Margaret Atwood has taken to Twitter to defend herself after writing a controversial op-ed in which she wondered if she was a “bad feminist” for questioning the tactics of the #MeToo movement.
In a piece published Saturday in The Globe and Mail, Atwood called #MeToo “a symptom of a broken legal system”.
The op-ed drew sharp criticism from some observers, who were angered by what they saw as a betrayal of feminist values by an author who has long been interested in examining and questioning power structures that subjugate women.
She wrote in the piece that women are increasingly using online channels to make accusations of sexual misconduct because the legal system is often ineffective.
But she expressed misgivings about the movement going too far, writing of the dangers of ”vigilante justice” which she said can turn into “a culturally solidified lynch-mob habit.”
The 78-year-old author of “The Handmaid’s Tale”, who is famously active on Twitter, sent out more than 30 tweets on Sunday morning defending the positions she made in the piece.
She also tweeted links to two other pieces that questioned #MeToo.
One of them, “It’s Time to Resist the Excesses of #MeToo” by Andrew Sullivan in New York Magazine, compares an anonymous crowd-sourced list started by a woman working in media to warn other women about potentially dangerous men to the destructive, career-ending paranoia of the McCarthy era.
Some of Atwood’s fans said they were upset by her characterization of #MeToo as a dangerous ”witch hunt”, which her piece connects to movements that arose to deal with issues that weren’t being addressed by the legal system and evolved into politically-sanctioned violence, like the early days of the Cosa Nostra mafia and the beheadings during the French Revolution.
Many fans were particularly rankled by her linking to the New York article, but Atwood insisted it was an attempt to understand opposing points of view and not an endorsement.
Bestselling author Roxane Gay, who published a high-profile essay collection called “Bad Feminist” in 2104 about the nuances of feminist ideology, tweeted about Atwood’s piece, writing “Actually, Margaret…. with all due respect, this isn’t what I meant by Bad Feminist.”
Several of Gay’s fans expressed disappointment that Atwood used the term without mentioning Gay, which some characterized as a dismissal of black women’s contributions to feminist discourse.
This is not the first time Atwood’s feminist credentials have been questioned, a fact she draws into the argument of her op-ed.
In the fall of 2016, she was one of many major Canadian authors who signed an open letter to the University of British Columbia in protest of the university’s handling of complaints of sexual misconduct against creative writing chair Stephen Galloway.
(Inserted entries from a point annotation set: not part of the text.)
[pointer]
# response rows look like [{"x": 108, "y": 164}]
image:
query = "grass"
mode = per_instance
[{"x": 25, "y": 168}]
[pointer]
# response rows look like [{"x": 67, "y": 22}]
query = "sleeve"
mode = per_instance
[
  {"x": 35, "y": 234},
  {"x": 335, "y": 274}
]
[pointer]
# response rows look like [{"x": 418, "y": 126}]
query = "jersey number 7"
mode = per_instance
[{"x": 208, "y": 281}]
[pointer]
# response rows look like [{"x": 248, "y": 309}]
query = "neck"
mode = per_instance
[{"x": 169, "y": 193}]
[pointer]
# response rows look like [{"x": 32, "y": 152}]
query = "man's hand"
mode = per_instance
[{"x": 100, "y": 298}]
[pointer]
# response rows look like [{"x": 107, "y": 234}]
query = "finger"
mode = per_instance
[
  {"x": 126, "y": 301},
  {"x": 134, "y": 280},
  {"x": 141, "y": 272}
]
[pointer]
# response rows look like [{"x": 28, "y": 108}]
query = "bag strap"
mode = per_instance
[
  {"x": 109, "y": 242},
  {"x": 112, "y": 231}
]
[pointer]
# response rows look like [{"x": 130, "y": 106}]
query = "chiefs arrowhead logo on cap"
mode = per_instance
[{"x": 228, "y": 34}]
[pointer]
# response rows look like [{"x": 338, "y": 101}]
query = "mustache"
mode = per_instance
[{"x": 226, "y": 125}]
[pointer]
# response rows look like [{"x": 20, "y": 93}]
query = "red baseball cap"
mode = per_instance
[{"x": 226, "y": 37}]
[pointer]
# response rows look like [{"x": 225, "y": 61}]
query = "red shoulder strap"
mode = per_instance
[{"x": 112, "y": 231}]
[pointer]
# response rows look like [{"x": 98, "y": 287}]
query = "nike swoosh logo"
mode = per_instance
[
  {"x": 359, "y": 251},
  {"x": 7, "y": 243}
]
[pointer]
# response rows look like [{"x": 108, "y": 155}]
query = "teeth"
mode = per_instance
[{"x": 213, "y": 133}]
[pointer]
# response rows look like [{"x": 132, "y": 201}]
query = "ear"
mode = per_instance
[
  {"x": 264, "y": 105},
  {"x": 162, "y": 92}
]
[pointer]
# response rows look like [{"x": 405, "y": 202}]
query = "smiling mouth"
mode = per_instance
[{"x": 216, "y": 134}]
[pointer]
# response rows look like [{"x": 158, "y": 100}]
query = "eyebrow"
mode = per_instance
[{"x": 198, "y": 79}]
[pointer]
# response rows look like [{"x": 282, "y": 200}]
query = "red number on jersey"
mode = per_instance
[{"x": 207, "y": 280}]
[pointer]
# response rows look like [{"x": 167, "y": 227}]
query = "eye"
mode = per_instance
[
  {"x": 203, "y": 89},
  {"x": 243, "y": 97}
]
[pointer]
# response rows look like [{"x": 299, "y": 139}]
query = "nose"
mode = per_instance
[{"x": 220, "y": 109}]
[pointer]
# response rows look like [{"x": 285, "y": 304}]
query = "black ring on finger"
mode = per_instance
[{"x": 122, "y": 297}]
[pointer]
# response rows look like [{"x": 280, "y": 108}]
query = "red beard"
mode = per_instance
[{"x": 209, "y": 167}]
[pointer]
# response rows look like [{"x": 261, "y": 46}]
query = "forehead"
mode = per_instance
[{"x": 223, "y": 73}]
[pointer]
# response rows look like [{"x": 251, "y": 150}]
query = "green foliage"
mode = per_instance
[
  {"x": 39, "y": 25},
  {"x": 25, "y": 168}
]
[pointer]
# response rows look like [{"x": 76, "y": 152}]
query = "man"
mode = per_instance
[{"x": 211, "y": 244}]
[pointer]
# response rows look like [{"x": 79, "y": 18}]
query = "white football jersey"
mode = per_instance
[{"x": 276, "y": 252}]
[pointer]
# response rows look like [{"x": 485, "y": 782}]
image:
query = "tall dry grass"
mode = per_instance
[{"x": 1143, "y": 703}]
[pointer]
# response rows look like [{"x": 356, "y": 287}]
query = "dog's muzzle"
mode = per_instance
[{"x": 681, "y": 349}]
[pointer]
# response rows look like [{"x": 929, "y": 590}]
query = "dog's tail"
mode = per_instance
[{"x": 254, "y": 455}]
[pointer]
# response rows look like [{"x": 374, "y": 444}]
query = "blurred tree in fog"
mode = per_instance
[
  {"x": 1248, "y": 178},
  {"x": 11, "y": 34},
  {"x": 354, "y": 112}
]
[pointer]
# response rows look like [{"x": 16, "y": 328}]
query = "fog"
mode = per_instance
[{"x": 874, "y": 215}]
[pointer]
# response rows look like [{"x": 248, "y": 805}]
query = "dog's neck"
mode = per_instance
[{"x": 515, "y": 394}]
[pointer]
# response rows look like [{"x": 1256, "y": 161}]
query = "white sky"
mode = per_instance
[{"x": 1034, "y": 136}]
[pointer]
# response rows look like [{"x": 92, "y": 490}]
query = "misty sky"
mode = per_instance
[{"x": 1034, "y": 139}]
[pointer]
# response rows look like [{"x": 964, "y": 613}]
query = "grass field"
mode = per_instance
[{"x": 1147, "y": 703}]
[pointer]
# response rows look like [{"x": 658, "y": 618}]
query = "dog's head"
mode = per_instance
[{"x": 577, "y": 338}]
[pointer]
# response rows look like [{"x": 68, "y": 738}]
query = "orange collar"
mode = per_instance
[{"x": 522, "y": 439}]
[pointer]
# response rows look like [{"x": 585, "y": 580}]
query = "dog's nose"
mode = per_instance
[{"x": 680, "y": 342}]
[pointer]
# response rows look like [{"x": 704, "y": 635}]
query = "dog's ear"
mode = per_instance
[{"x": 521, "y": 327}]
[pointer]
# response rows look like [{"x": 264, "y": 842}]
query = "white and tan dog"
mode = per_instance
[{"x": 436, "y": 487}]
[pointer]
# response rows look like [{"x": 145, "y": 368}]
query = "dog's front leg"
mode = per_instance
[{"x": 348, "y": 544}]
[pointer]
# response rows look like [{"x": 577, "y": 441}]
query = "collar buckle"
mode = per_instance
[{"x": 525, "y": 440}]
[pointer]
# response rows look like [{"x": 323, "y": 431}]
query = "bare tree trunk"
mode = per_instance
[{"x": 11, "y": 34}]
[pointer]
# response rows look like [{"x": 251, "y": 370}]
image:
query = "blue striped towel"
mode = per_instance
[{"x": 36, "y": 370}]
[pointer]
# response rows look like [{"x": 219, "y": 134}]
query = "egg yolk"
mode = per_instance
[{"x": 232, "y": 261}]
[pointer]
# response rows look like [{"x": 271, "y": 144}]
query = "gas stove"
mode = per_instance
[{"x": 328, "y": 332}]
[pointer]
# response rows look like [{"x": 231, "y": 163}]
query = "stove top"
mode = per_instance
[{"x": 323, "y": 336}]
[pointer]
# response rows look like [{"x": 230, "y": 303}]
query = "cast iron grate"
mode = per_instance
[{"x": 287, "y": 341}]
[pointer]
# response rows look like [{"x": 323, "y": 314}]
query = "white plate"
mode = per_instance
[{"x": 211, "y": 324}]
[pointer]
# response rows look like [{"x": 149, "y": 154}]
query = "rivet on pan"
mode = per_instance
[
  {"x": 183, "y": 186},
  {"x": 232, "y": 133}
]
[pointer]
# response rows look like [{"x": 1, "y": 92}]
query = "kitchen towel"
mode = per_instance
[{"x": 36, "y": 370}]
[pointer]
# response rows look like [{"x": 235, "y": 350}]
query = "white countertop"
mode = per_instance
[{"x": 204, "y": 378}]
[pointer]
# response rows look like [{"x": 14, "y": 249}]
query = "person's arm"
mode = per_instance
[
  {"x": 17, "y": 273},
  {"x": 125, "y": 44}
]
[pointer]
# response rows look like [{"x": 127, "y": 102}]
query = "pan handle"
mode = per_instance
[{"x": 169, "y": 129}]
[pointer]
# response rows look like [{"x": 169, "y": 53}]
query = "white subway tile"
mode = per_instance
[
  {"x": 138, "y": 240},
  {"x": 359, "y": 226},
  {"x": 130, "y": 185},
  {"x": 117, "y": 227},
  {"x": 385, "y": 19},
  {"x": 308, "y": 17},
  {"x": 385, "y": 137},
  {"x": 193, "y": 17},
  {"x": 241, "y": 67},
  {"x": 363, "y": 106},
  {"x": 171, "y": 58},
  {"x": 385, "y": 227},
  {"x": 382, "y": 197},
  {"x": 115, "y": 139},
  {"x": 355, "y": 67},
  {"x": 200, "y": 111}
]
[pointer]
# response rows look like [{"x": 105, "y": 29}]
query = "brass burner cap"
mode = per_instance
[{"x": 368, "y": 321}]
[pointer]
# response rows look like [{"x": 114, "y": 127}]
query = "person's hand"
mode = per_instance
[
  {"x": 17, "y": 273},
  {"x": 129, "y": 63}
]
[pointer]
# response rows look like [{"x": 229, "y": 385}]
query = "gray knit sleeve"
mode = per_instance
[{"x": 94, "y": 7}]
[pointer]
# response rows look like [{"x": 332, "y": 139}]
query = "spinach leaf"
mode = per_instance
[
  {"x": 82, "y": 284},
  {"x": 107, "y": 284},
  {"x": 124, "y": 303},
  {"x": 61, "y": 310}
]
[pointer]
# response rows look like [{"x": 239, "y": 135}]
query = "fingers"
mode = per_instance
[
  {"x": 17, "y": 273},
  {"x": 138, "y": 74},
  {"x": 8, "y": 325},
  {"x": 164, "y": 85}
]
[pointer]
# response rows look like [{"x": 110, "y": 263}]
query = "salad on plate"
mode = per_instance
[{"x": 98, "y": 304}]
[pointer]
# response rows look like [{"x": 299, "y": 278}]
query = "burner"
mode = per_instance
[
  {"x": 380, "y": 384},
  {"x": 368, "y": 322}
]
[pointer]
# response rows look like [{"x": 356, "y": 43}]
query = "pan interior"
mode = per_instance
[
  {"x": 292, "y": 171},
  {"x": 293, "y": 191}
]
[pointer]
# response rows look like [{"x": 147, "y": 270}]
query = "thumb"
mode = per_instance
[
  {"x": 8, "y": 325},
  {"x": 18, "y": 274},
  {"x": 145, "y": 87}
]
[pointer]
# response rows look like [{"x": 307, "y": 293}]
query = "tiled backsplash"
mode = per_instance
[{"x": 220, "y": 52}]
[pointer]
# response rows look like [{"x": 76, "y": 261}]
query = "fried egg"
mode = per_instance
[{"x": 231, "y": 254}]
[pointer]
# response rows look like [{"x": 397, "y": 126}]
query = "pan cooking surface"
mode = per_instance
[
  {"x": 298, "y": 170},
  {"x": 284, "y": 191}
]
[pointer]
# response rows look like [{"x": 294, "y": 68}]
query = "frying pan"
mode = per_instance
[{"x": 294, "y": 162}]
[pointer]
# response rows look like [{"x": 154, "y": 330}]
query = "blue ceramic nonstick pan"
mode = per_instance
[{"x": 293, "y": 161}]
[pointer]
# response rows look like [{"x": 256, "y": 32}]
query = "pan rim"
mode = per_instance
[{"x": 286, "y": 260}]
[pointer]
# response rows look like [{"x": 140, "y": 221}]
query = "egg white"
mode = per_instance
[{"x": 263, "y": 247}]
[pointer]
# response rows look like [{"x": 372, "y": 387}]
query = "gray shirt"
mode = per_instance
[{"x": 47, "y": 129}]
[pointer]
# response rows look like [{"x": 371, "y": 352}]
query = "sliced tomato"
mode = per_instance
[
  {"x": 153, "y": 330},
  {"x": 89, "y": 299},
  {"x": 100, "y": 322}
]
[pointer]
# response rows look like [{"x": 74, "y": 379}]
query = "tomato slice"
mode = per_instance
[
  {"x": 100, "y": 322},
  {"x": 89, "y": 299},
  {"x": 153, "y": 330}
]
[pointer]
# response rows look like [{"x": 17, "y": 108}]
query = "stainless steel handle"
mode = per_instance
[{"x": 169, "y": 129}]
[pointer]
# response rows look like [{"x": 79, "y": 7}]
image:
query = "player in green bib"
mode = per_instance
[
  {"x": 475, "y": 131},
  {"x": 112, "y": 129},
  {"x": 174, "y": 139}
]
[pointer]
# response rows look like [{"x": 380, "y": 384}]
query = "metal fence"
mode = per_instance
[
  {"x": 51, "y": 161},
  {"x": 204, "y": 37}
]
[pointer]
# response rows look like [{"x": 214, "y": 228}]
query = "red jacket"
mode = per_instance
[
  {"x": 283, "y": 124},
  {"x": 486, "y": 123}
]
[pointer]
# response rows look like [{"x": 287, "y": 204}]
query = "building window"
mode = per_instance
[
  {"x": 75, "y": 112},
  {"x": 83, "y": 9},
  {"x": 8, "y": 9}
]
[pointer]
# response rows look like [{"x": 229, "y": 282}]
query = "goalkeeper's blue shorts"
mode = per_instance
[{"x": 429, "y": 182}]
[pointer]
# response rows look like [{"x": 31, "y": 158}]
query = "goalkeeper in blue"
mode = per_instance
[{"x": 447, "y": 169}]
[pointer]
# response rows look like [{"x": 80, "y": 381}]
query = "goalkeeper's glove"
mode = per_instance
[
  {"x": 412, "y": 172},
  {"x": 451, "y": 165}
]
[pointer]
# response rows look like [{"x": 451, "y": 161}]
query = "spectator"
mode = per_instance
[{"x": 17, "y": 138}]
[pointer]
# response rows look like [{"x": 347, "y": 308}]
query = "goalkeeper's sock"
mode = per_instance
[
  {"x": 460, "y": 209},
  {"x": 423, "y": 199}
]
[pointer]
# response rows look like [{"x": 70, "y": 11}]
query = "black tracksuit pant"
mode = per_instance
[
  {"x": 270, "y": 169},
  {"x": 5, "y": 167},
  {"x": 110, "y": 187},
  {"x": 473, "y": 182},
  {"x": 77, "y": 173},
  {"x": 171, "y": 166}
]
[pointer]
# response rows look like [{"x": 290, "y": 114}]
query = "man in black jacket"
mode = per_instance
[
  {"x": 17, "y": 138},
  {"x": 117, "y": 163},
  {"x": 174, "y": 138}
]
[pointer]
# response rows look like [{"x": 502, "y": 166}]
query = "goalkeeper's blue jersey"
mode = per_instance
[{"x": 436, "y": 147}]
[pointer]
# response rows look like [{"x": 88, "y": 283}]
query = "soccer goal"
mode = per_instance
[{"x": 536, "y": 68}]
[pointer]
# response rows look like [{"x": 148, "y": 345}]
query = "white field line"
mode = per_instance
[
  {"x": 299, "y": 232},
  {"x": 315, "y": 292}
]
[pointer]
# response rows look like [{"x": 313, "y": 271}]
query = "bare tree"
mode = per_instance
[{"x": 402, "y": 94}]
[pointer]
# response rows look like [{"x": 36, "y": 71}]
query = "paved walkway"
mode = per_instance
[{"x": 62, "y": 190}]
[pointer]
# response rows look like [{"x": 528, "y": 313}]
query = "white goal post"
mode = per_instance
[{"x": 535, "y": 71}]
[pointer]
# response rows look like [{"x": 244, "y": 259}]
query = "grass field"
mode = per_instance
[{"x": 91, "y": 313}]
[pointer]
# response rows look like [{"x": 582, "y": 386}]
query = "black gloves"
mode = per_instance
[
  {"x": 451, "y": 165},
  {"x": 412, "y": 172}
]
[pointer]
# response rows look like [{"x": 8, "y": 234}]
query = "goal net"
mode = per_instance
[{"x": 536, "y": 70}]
The letter characterized the school’s investigation as secretive and unfair. Many of Galloway’s alleged victims and their supporters took issue with the letter’s signatories, who they said took Galloway’s side over that of his accusers.
“A fair-minded person would now withhold judgment as to guilt until the report and the evidence are available for us to see,” she writes of the ongoing grievance Galloway’s union has filed against his dismissal from UBC. “My critics … have already made up their minds.”
At the end of her piece, Atwood writes that patriarchy depends on keeping women divided against one another, and that women should resist those divisions.
“If @MargaretAtwood would like to stop warring amongst women, she should stop declaring war against younger, less powerful women and start listening,” one user responded.
Atwood could not immediately be reached for comment.